The Boulders, Scottsdale
Nightly rate: $350-700 | Anchor course: Boulders North and South
The Boulders sits among the massive granite formations of north Scottsdale, and the setting alone separates it from the desert golf norm. The two Jay Morrish courses wind through the boulder-strewn landscape with a subtlety that rewards accuracy over power. The property operates as a casita-style resort, with individual units scattered across the desert rather than stacked in a hotel tower.
The spa is one of the best in Arizona. The dining takes the desert setting seriously. The Boulders attracts a quieter, more intentional clientele than the Scottsdale corridor's larger resorts, and the golf reflects that sensibility. This is not where groups come for a high-energy buddy trip. It is where couples come for a refined long weekend where golf and the desert landscape carry equal weight.
Omni PGA Frisco
Nightly rate: $300-500 | Anchor course: Fields Ranch East and West
Omni PGA Frisco is the newest property on this list and the most ambitious in scope. The PGA of America relocated its headquarters here, and the surrounding development includes two championship courses designed by Gil Hanse and Beau Welling, a short course, a massive putting course, and practice facilities that rival any in the country.
The Omni hotel is polished and contemporary, built to serve both the conference market and the golf traveler. What distinguishes PGA Frisco is the sheer volume of golf infrastructure concentrated in one location.

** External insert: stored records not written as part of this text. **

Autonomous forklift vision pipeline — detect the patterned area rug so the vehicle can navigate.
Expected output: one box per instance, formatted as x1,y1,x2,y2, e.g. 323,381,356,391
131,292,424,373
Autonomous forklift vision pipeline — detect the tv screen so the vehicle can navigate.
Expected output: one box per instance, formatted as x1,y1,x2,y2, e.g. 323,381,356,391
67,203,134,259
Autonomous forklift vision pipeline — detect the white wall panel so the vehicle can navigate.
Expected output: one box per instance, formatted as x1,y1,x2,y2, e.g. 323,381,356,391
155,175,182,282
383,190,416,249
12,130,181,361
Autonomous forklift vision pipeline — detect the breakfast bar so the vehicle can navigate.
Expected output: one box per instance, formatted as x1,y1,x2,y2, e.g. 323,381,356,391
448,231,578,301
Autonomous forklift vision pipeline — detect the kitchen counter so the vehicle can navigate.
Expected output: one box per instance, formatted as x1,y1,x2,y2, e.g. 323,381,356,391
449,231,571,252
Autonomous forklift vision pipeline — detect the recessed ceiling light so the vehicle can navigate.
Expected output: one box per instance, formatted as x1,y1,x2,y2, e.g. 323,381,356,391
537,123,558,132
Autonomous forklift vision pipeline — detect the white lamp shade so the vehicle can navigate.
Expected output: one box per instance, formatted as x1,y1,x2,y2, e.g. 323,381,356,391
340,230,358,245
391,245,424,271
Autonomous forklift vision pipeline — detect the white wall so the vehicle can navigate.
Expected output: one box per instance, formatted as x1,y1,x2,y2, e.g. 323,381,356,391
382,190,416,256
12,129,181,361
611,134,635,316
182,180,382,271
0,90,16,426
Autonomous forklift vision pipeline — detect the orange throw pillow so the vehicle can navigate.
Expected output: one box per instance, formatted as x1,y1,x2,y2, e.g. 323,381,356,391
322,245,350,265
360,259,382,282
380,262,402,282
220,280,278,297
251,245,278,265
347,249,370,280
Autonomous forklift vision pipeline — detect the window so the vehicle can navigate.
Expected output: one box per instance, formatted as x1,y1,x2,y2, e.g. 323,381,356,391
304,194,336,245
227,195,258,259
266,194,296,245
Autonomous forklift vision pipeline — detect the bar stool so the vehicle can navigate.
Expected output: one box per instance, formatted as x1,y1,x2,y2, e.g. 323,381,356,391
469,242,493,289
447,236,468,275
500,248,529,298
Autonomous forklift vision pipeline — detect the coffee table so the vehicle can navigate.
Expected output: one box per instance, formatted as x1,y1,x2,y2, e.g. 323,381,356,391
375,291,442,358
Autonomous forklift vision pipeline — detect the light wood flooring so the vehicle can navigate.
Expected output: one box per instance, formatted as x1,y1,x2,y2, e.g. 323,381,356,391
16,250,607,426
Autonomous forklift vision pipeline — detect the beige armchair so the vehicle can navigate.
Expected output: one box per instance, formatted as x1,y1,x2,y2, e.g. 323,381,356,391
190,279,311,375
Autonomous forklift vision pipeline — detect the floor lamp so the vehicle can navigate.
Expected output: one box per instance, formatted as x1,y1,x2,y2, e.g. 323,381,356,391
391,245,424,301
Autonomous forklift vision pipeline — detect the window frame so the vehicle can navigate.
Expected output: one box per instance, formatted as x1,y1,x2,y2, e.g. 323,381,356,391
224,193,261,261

The courses are young and still maturing, but the design pedigree and the maintenance commitment suggest they will age well. For the golfer who values practice facilities and variety alongside the primary rounds, PGA Frisco offers a density of golf activity that older, more established resorts cannot match.
Two Models of Luxury
The resorts above divide cleanly into two philosophies. The first, represented by The Sanctuary, the Ritz-Carlton, and The Boulders, follows the traditional hospitality model: the room, the spa, the service, and the dining are as important as the golf. The second, represented by Bandon and Streamsong, inverts the equation. The golf is the luxury. Everything else exists to support it.
Neither model is superior. The right choice depends entirely on who is traveling and what they value. A couple celebrating an anniversary will have a better time at Kiawah than at Bandon. A group of four low-handicappers will have a better time at Bandon than at the Ritz-Carlton. The Lodge at Pebble Beach, The American Club, and Omni PGA Frisco sit somewhere between the two poles, offering strong golf within a hospitality framework that does not apologize for caring about thread count.
The common thread is that each of these properties has a point of view. They are not generic. They do not attempt to be all things to all travelers. That clarity of purpose is, ultimately, what separates a luxury golf resort from an expensive one.